The midwife burst into the room just as I began pushing. She raced over and coached my pushes. It was easy to push down and out and to use the breath to control my body’s reactions to the contractions. It took 11 hard minutes of pushing and he was out. My mom and Ben watched the whole thing, but I kept my eyes closed and focused until they laid that sweet little baby on my chest for a brief second. He was a mess, and I was a mess, but he was mine. I wanted to keep him but was terrified at this point. He was crying and looked healthy, but at 6 weeks early they sent him off to the NICU as soon as they could get him away from me.

I felt a little shocked when they took him away, but also relieved, I was in no position to take that little guy at the moment. I finally looked around to see that everyone was smiling. The nurses and staff were all impressed with my quiet birth, they said that women usually yelled and screamed and I merely grunted a little. I felt like I was screaming!

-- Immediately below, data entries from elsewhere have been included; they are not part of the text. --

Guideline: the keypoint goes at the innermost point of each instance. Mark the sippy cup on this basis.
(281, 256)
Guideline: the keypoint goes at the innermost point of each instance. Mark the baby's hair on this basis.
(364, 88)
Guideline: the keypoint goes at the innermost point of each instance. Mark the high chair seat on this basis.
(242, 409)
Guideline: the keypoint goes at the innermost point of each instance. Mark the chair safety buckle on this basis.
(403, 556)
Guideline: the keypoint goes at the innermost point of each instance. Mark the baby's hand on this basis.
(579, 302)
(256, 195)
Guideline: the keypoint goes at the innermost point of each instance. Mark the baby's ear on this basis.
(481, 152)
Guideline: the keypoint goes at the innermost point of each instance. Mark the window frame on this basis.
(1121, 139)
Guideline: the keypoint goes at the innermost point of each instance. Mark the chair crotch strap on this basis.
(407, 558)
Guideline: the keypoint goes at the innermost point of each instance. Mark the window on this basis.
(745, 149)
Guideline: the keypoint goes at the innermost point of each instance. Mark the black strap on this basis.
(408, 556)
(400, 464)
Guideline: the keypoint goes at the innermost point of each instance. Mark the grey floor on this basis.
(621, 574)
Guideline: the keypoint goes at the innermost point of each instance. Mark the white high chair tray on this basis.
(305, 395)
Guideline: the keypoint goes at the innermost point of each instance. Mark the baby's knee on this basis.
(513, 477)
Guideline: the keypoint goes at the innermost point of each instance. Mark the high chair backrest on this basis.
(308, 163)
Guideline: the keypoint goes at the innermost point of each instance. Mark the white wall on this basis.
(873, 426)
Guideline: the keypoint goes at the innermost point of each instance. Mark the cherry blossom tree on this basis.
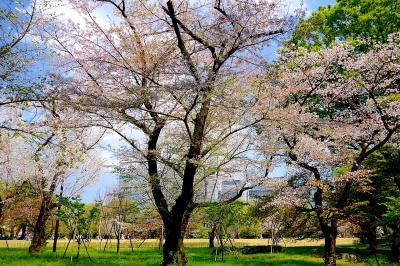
(172, 80)
(331, 110)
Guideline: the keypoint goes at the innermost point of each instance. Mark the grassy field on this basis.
(295, 253)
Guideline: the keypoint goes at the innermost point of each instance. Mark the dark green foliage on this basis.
(348, 20)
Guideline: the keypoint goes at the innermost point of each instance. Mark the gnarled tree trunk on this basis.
(173, 252)
(211, 236)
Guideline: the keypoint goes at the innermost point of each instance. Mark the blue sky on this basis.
(108, 179)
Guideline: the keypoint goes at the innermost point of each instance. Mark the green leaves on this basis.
(348, 20)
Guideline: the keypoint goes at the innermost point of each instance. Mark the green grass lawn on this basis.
(152, 256)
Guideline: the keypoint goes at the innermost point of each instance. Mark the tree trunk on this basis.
(394, 255)
(371, 238)
(211, 236)
(173, 252)
(330, 235)
(38, 239)
(23, 231)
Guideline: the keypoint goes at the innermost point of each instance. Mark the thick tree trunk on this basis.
(23, 231)
(394, 255)
(330, 235)
(39, 237)
(173, 252)
(211, 236)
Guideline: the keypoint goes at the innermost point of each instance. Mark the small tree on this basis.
(77, 219)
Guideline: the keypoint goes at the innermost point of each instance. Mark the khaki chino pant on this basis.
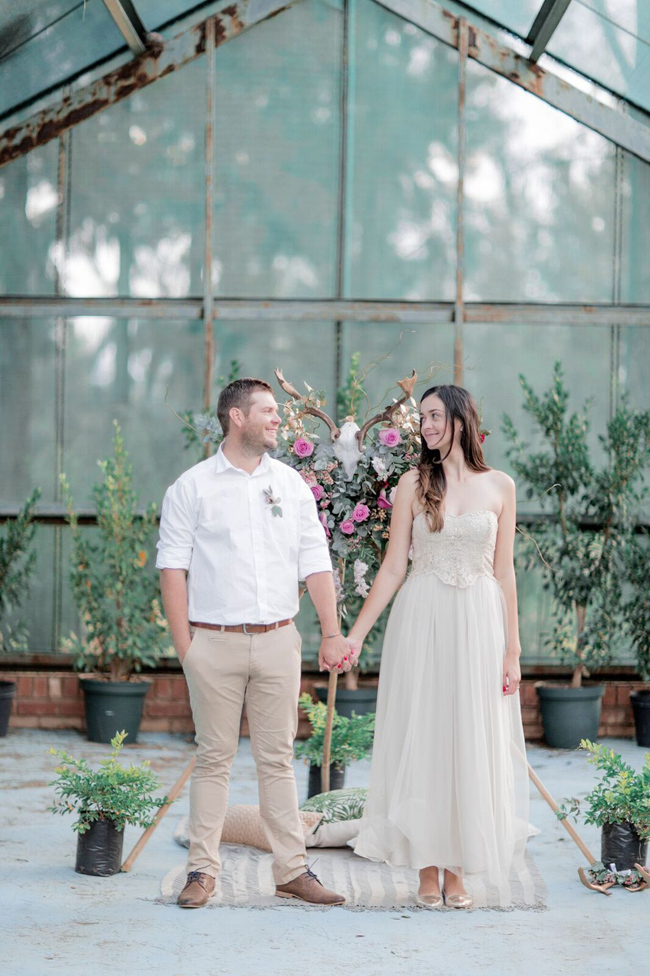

The placenta came out easy, and because I had no drugs I was overly coherent when this happened and got to check it out- very cool, if not completely gross. My mom stayed with me and Ben went with the baby to watch him get all cleaned up and weighed and checked out. He was healthy and happy and already 5 and a half pounds at 34 weeks. Kid was a beast.

I was overly exhausted but so happy that everyone was alive after that whole ordeal and I couldn’t stop smiling. He stayed in the NICU for a couple weeks trying to adjust to the real world, but that’s a story for another day. This story ends with one happy momma and the sweetest babe on the hospital block.